We have a Streaming Job that has 20 separate pipelines, with each pipeline having one/many Kafka topic sources and with some pipelines having Windowed Processor and others being a Non-Windowed Processor.
We are noticing data loss for Windowed Processor pipelines when the job goes down and takes some time to recover/when the job needs to be restarted.
I have set UID for all of the Operators and I can see in logs that offsets are being restored from savepoint for the Kafka consumer operator
we are using BoundedOutOfOrdernessTimestampExtractor to Assign watermarks based on event time.
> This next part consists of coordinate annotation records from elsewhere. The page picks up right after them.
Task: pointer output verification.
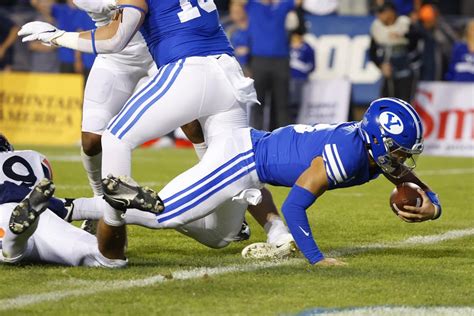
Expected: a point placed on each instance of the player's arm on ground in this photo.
(111, 38)
(429, 209)
(311, 184)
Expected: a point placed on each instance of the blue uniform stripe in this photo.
(135, 96)
(140, 114)
(338, 166)
(215, 182)
(229, 162)
(207, 196)
(136, 104)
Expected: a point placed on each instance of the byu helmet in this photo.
(4, 144)
(393, 133)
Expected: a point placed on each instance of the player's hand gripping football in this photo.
(422, 213)
(39, 31)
public class KafkaEventTimestampExtractor extends BoundedOutOfOrdernessTimestampExtractor<Event> implements Serializable{
public KafkaEventTimestampExtractor(Time maxOutOfOrderness) {
super(maxOutOfOrderness);
}
@Override
public long extractTimestamp(Event element) {
try {
log.info("event to be processed, event:{}", new ObjectMapper().writeValueAsString(element));
} catch (JsonProcessingException e) {
e.printStackTrace();
}
Long ts = null;
ts = Double.valueOf(Double.parseDouble(element.getTs())).longValue();
ts = ts.toString().length() < 13 ? ts * 1000 : ts;
return ts;
}
}
Pipeline Config looks something like this.
SourceUtil
.getEventDataStream(env, kafkaSourceSet)
.process(new S3EventProcessor()).uid(“…..**)
.addSink();
SourceUtil
.getEventDataStream(env, kafkaSourceSet)
.assignTimestampsAndWatermarks(
new KafkaEventTimestampExtractor(Time.seconds(4)))
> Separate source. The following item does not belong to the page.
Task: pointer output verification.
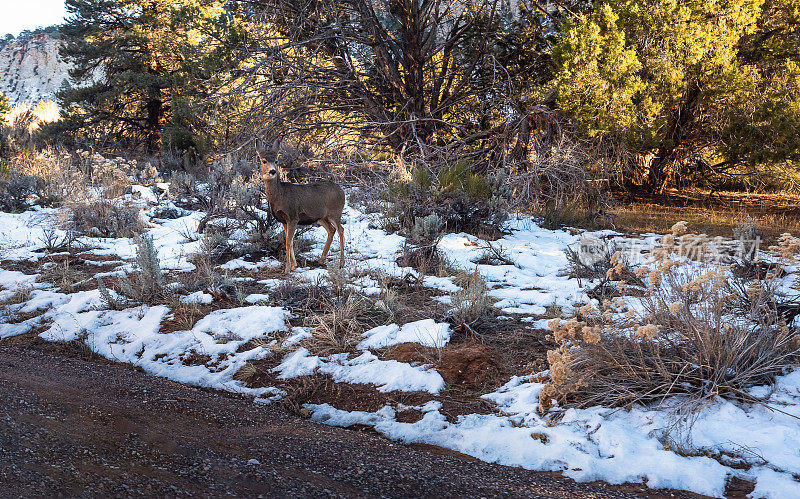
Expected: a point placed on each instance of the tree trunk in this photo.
(674, 140)
(153, 123)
.windowAll(TumblingEventTimeWindows.of(
Time.milliseconds(kafkaSourceSet.bufferWindowSize))
.process(new S3EventProcessor()).uid(“…..**)
.addSink();
Lets say job is down 30 min, in that case pipeline where we do not use window processor does not miss any data but paritial data is missed from the windowed processor for those 30 min.
when we increase the out-of-order events delay in TimeWinows, ie- we increased It to 30min from 4sec, then the events are not getting missed if the application is up within 30min.we are getting nowhere near the solution since the delay of more than 1 min is infeasible for us also there will be too many live windows which will mean huge infra change for us.
The only scenario I can imagine that might explain this is if the event timestamps are affected by the outage. Then a 30-minute outage would cause a 30-minute gap in the timestamps, and with out-or-order ingestion, a 4-second bounded-out-of-orderness strategy will yield some late events that will be dropped by the window.